The work of Craig Wescoe and Chris Fennell at Pro Tour Dominaria has led to an excellent shell if you’d like to avoid playing the same old Goblin Chainwhirlers, Teferis, and Scarab Gods. A G/W deck focusing on mana acceleration and Angels could be a great way to attack the metagame.
Llanowar Elves is the single best card in your deck when you aren’t up against Goblin Chainwhirler. The Elves require a cheap answer. The opponent must have one immediately or they’ll fall too far behind. That all falls apart in the face of a Chainwhirler, however. You may get a single ramp on the draw, but turn 3 ruins that, and Wescoe even tweeted that they considered moving them to the sideboard from the main due to the popularity of the RRR Goblin. In the end, this card is likely too powerful to relegate to the sideboard even if the blowout potential is there.
Servant of the Conduit provides even more acceleration and some Chainwhirler protection with the second toughness. This deck has some powerful 4- and 5-drops, so Servant still gets the job done when you need it to. Rishkar, Peema Renegade gives you more acceleration and the ability to pump your creatures. With some other counter synergies and the ability to play a turn-2 Rishkar off Llanowar Elves to save it from Chainwhirlers (although you no longer get the added bonus of giving another creature the ability to make mana), the legend does some nice work here.
Shalai, Voice of Plenty is one of the main reasons to play a W/G deck. A 3-power flying creature for 4 mana is totally fine, but that 4th toughness is extra strong in a world full of Abrades and Lightning Strikes. Giving that added protection to your other creatures thanks to hexproof means that they need an answer to Shalai, and if that happens to be something like Abrade or Cast Down, they might be completely out of luck.
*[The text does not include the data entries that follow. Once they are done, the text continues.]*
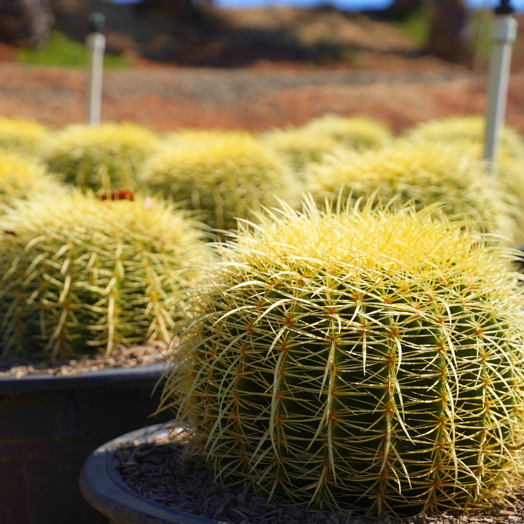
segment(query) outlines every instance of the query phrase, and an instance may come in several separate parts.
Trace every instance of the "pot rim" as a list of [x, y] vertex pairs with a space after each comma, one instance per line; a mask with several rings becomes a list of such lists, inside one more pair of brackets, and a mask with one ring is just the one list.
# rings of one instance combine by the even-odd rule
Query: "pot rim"
[[122, 481], [113, 464], [115, 451], [133, 441], [152, 442], [169, 434], [172, 425], [156, 424], [132, 431], [101, 446], [84, 464], [80, 491], [95, 509], [121, 524], [226, 524], [159, 504], [138, 495]]
[[18, 378], [13, 376], [0, 376], [0, 394], [76, 389], [158, 380], [167, 370], [169, 366], [169, 362], [158, 362], [132, 367], [113, 367], [96, 371], [84, 371], [75, 375], [57, 376], [36, 373]]

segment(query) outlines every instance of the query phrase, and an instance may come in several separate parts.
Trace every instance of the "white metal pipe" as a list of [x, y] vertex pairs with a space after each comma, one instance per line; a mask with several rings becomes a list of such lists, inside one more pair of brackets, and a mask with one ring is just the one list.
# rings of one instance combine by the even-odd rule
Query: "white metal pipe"
[[497, 146], [504, 124], [511, 65], [511, 51], [517, 38], [517, 20], [510, 14], [497, 14], [492, 31], [492, 48], [488, 73], [484, 158], [491, 174], [497, 160]]
[[100, 123], [102, 116], [102, 86], [104, 73], [105, 37], [100, 32], [88, 35], [86, 43], [90, 50], [89, 119], [91, 125]]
Using Shalai to protect Lyra Dawnbringer threatens to end the game in a hurry. Not only is Lyra essentially a Baneslayer, but this deck does a great job of taking advantage of the added benefits Lyra has on the old Standard staple. Giving your other Angels +1/+1 and lifelink makes Shalai extra powerful, and curving out these Angels starting on turn 3 is incredible.
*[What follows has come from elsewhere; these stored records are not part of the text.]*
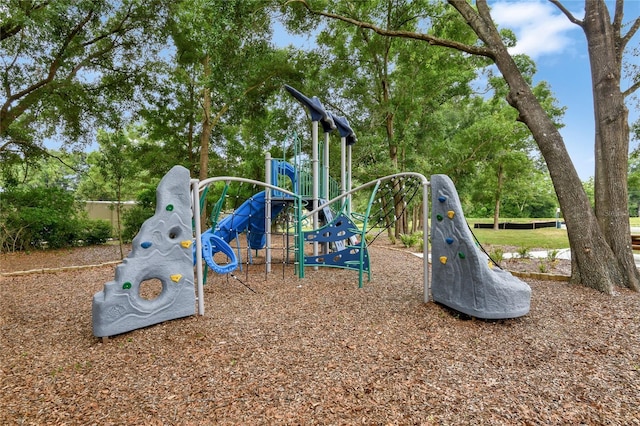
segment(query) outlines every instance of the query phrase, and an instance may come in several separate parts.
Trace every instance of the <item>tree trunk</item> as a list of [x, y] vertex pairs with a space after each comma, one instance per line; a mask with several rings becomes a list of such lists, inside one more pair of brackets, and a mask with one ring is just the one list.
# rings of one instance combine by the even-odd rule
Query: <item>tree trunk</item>
[[476, 2], [477, 13], [466, 1], [450, 2], [491, 49], [492, 58], [509, 85], [507, 101], [520, 113], [518, 119], [531, 131], [547, 163], [567, 225], [573, 266], [571, 281], [605, 293], [612, 293], [614, 285], [627, 286], [628, 275], [600, 230], [562, 136], [509, 55], [486, 2]]
[[[204, 67], [204, 88], [202, 89], [202, 134], [200, 135], [200, 173], [198, 178], [202, 181], [209, 174], [209, 138], [211, 137], [211, 90], [209, 89], [209, 77], [211, 67], [209, 66], [209, 55], [202, 60]], [[207, 205], [203, 204], [200, 209], [201, 226], [206, 228]]]
[[202, 89], [202, 134], [200, 135], [200, 174], [199, 179], [205, 180], [209, 174], [209, 138], [211, 137], [211, 90], [209, 89], [209, 55], [202, 60], [204, 67], [204, 88]]
[[595, 115], [595, 211], [604, 238], [627, 275], [625, 286], [638, 290], [627, 208], [629, 111], [620, 91], [622, 52], [619, 35], [602, 1], [585, 2], [582, 28], [587, 38]]
[[502, 164], [498, 165], [498, 187], [496, 189], [496, 204], [493, 209], [493, 229], [500, 229], [500, 199], [502, 198], [502, 182], [504, 179], [504, 173], [502, 171]]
The Angel party doesn’t stop there. Angel of Sanctions provides another flying threat and a nice removal spell to take out problematic permanents. Requiring an exile answer or two removal spells makes Angel of Sanctions a fantastic threat in the format.
Jadelight Ranger and Thrashing Brontodon provide you with some utility creatures and high quality plays to curve into after a turn-1 Llanowar Elves. Jadelight Ranger is effectively Rogue Refiner. It will often be a 3/2, draw a land, and give you the option of putting a spell into your graveyard or on top of your library. Hitting multiple lands for all these 5-drops is powerful, and a 4/3 for 3 that “scrys” 2 to get rid of spells you don’t want is also an excellent outcome. Brontodon is out of Abrade/Strike range and happens to kill a ton of important cards in the format like Seal Away, Cast Out, and Vehicles, and having a main-deck answer to God-Pharaoh’s Gift can be insane.
Walking Ballista isn’t at its best here, but it’s a 2-drop, a late game mana sink, and combos super well with Rishkar by putting counters on it and creating more mana creatures to put more counters on it (and also with Shalai). Rishkar and Ballista give you the ability to put lots of counters on your artifact creature and Shalai will then have plenty of mana to grow the entire team.
Skysovereign, Consul Flagship gives you more sorcery-speed-removal protection, more ways to deal with midsized creatures or planeswalkers, and another late game threat. Ajani Unyielding can close out the game and take advantage of all your mana ramp.
You’re not deep on removal with only Cast Out, but with Angel of Sanctions to provide the same effect and Skysovereign, you have a handful of main-deck answers with more in the sideboard. A few copies of Blossoming Defense give you a cheap way to counter removal spells and to make sure that your Shalais and Lyras are protected (not to mention a combat trick that can swing a game).
G/W Midrange attacks from a very different angle from the red and U/W Control decks, but it looks like it could be effective. Over-taxing their removal spells and using powerful evasive threats is a great approach to attacking Standard.